Pour Isabelle Barth, enseignante-chercheuse à l’École de management de Strasbourg, la procrastination « nous renvoie à notre rapport au temps« . Le procrastinateur choisit délibérément de reporter une tâche qu’il a pourtant décidé de réaliser, même s’il sait qu’il devra en souffrir. Nous sommes tous atteints de procrastination plus ou moins aiguë. D’ailleurs, à l’instant où vous lisez cet article, je suis sûr que vous pensez à 2 ou 3 tâches sur lesquelles vous procrastinez.
Les causes de la procrastination
Ces causes sont multiples et personnelles : mauvais objectifs, anxiété, manque d’intérêt, de motivation, perfectionnisme, paresse, estime de soi, distractions…
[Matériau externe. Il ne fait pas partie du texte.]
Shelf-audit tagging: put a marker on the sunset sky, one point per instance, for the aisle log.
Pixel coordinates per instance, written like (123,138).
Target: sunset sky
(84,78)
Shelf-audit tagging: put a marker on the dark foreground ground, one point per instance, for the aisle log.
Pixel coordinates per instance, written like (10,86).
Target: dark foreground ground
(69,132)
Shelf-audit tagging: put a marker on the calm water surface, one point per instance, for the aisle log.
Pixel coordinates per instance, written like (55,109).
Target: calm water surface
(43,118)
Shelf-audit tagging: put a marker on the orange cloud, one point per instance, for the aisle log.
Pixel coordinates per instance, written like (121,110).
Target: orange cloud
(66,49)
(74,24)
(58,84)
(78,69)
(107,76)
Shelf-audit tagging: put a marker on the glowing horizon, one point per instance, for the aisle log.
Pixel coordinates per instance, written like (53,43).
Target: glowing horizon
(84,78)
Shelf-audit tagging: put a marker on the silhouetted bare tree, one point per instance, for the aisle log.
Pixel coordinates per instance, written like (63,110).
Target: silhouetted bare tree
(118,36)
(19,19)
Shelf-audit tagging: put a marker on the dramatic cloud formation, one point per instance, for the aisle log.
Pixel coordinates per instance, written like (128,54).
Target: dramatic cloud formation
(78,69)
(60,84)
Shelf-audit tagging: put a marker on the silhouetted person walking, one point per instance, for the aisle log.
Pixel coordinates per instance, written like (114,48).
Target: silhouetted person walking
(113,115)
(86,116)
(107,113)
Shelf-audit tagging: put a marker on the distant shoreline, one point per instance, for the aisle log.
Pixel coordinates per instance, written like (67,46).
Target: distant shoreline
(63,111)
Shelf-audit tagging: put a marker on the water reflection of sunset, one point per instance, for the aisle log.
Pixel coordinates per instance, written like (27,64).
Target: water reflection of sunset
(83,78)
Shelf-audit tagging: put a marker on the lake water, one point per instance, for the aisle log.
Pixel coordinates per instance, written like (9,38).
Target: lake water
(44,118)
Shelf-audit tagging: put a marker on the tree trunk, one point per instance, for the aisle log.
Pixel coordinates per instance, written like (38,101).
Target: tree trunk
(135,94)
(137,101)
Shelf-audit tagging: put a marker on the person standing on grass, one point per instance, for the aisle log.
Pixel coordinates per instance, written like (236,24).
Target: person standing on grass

La procrastination est rarement causée par une mauvaise organisation mais plus généralement pour des raisons d’ordre émotionnel. Du point de vue neurologique, le cerveau évalue en permanence la valeur d’une action selon une balance bénéfice/effort : d’un côté, le circuit de la récompense (cortex préfrontal et striatum ventral) évalue le bénéfice, de l’autre, le système de l’effort (cortex cingulaire et insula) anticipe l’effort à fournir. La compétition entre ces 2 réseaux produit un bilan permet au cerveau de déterminer s’il faut s’engager dans l’action. Quand le bénéfice est trop lointain ou trop léger, le coût devient prédominant. En fait, la procrastination découle de l’incapacité à gérer les émotions provoquées par le choix à faire entre une tâche contraignante à faible récompense et une tâche peu contraignante à récompense plus importante et immédiate.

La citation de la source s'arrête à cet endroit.